“We keep this house because men from the Universities come down and put in a week now and then at the mission. My rooms are upstairs.”
Chase’s sitting-room was in the strangest contrast to the bareness of the mission and the squalor of the streets. It was furnished with luxury, but the luxury was that of a man of taste and knowledge. There was hardly a piece of furniture which had not an interesting history; the engravings and the brass ornaments upon the walls had been picked up here and there in Italy. A bright fire blazed upon the hearth.
“What will you drink?” Chase asked, and brought from a cupboard bottle after bottle of liqueurs. It seemed to Warrisden that the procession of bottles would never end — some held liqueurs of which he had never even heard the name; but concerning all of them Mr. Chase discoursed with great knowledge and infinite appreciation.
“I can recommend this,” he said tentatively, as he took up one fat round bottle and held it up to the light. “It is difficult perhaps to say definitely which is the best, but — yes, I can recommend this.”
“Can’t I have a whiskey and soda?” asked Warrisden, plaintively.
Mr. Chase looked at his companion with a stare.
“Of course you can,” he replied.

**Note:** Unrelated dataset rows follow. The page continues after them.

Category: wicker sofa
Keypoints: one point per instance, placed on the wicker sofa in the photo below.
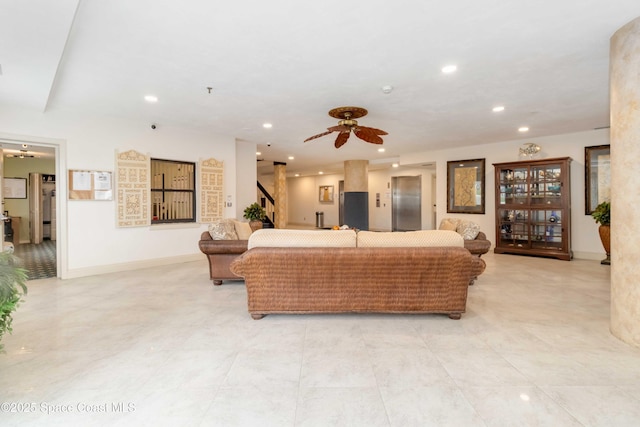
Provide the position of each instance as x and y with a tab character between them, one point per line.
220	253
366	272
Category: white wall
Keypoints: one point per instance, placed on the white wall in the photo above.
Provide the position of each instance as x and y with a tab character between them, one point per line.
380	181
90	242
245	192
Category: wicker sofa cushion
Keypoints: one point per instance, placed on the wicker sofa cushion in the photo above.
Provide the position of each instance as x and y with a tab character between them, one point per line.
243	229
286	238
467	229
223	229
420	238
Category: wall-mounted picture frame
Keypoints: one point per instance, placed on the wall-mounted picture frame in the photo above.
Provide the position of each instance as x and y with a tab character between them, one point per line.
325	194
14	188
465	186
597	176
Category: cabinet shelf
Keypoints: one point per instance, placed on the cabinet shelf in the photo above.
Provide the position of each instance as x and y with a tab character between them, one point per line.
533	208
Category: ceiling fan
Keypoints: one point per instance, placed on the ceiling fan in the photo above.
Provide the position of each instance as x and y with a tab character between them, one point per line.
348	124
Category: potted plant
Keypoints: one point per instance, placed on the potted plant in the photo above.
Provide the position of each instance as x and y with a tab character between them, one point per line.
255	214
12	288
602	216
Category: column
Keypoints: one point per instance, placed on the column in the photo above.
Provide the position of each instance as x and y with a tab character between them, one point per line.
625	197
280	194
356	194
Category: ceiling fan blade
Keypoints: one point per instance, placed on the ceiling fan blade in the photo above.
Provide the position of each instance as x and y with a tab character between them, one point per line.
318	135
366	135
342	139
374	130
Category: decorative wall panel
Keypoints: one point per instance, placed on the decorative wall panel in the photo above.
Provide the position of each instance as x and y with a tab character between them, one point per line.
211	190
133	189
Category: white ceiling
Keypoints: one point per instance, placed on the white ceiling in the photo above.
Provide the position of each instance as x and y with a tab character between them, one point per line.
289	63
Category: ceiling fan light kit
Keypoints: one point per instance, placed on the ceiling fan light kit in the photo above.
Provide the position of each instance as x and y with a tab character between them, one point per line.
347	124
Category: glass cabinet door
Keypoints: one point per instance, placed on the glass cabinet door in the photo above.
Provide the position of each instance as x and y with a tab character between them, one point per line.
514	186
546	229
514	228
546	185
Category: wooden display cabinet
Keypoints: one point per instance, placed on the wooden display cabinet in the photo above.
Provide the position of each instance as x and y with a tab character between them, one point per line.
533	208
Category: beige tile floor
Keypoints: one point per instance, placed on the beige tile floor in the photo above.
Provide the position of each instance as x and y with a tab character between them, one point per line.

But his voice was one of disappointment, and with an almost imperceptible shrug of the shoulders he fetched a Tantalus and a siphon of seltzer.
“Help yourself,” he said; and lighting a gold-tipped cigarette he drew up a chair and began to talk. And so Warrisden came at last to understand how Tony Stretton had gained his great faith in Mr. Chase. Chase was a talker of a rare quality. He sat stooping over the fire with his thin hands outspread to the blaze, and for half an hour Warrisden was enchained. All that had repelled him in the man, all that had aroused his curiosity, was soon lost to sight. He yielded himself up as if to some magician. Chase talked not at all of his work or of the many strange incidents which he must needs have witnessed in its discharge. He spoke of other climates and bright towns with a scholarship which had nothing of pedantry, and an observation human as it was keen. Chase, with the help of his Livy, had traced Hannibal’s road across the Alps and had followed it on foot; he spoke of another march across snow mountains of which Warrisden had never till this moment heard — the hundred days of a dead Sultan of Morocco on the Passes of the Atlas, during which he led his forces back from Tafilet to Rabat. Chase knew nothing of this retreat but what he had read. Yet he made it real to Warrisden, so vividly did his imagination fill up the outlines of the written history. He knew his Paris, his Constantinople. He had bathed from the Lido and dreamed on the Grand Canal. He spoke of the peeling frescoes in the Villa of Countess Guiccioli above Leghorn, of the outlook from the terrace over the vines and the olive trees to the sea where Shelley was drowned; and where Byron’s brig used to round into the wind and with its sails flapping drop anchor under the hill. For half an hour Warrisden wandered through Europe in the pleasantest companionship, and then Chase stopped abruptly and leaned back in his chair.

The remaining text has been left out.